Gretchen Phillips

Gretchen Phillips: A legacy in lezzie music

While this is probably showing our age, we want you to know about lesbian musician Gretchen Phillips, who was a trailblazer for being out and gay on the music scene.

Singer-songwriter Phillips– known for her humorous and topical songs– managed to show how it was like to be gay in the 1980s through her band, Two Nice Girls, and her music.

More importantly, she’s become an inspiration for other, younger indie pop sensations like Le Tigre, The Butchies, and Pansy Division.

Gretchen Phillips: A life in music

Born in 1963 in Galveston, Texas, Phillips grew up in Houston in a family of musicians. After graduating from the High School for Performing and Visual Arts, she moved to Austin in 1981 where she was in a band with Sara Hickman.

At that time, the Austin punk scene was in full roar, and she was inspired by local gay punk stars like Biscuit of The Big Boys and Gary Floyd of The Dicks to represent “lezzie rock.”

Vowing to put the “sex back in homosexuality,” Meat Joy shared the stage with bands like The Butthole Surfers and The Meat Puppets.

Phillips later formed two different all-girl bands in 1985: Girls in the Nose and Two Nice Girls.

The latter, with their acoustic sound, became an Austin favorite with a loyal audience that was both gay and straight.

After playing at the first SXSW conference, they got signed up by Rough Trade Records to produce their first three albums, which included the original song, “I Spent My Last $10 (On Birth Control and Beer).”

With these albums under their belt, the group toured the US, Canada, and England, and won awards like the Austin Chronicle Music Awards and the GLAAD Media Award.

Gretchen Phillips makes her own path

With Phillips willing to experiment more with her music, she released “Welcome To My World,” a combination of spoken word and music.

She formed the Gretchen Phillips Xperience (which also had go-go dancers) but moved to San Francisco and began performing solo.

But after two years, she headed back to Austin and formed the band Lord Douglas Phillips.
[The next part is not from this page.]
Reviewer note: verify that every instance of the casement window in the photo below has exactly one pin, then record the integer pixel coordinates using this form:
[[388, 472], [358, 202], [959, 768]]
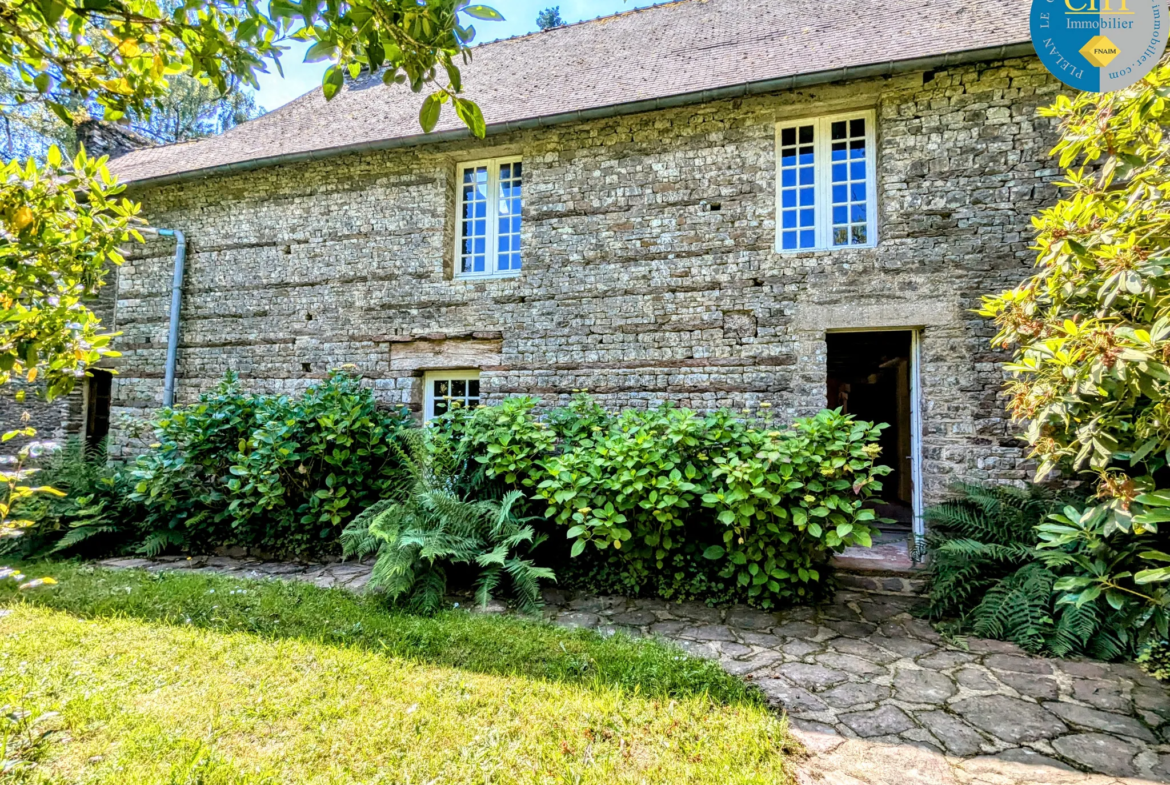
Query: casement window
[[825, 183], [447, 388], [489, 209]]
In 2000, she combined with New York’s David Driver for the fag/dyke duo of Phillips and Driver.

Likewise, she decided to come up with a country/gospel band called The Gretchen Phillips Ministries.

After living in Paris, France for six months in 2004, she worked on her next solo album and then reissued the first Two Nice Girls albums on CD.

After a few more bands including a Joy Division cover band, she came up with an album full of original disco anthems for middle-aged queers.

Gretchen Phillips & her legacy

Currently, Phillips’ three decades-worth collection of video recordings of her shows, reviews, and news articles, and fan mail are now part of the Cornell University Library’s Human Sexuality Collection

Brenda Marston, curator of the Human Sexuality Collection in the library’s Division of Rare and Manuscript Collections, said: “Imagine a time long before Ellen DeGeneres came out, when hearing a woman sing a love song using the pronouns ‘she’and ‘her’ was a big deal.”

“While many women were looking for subtle clues that lesbians existed, Gretchen and her bandmates were outrageous and emphatic, not coy, about lesbian love. Their lyrics opened doors for people, and their audiences discovered community at their performances,” Marston said.

Phillips’ collection ranges from her 19881 arrival in Austin’s punk scene to appearances at the lesbian haunted house of Killjoy’s Kastle in Toronto in 2013 and LA in 2015.

It also includes digitized recordings (more than 63 hours) of her performance from 1980s to 2016.

Speaking of her band, Two Nice Girls, Phillips said: “We were kind of critical darlings. It’s interesting to see what the women journalists had to say, but also what the guys had to say.”

While Texas Monthly once called her a “fringe legend” in 1999, we’re betting that Phillips’ place history is now assured.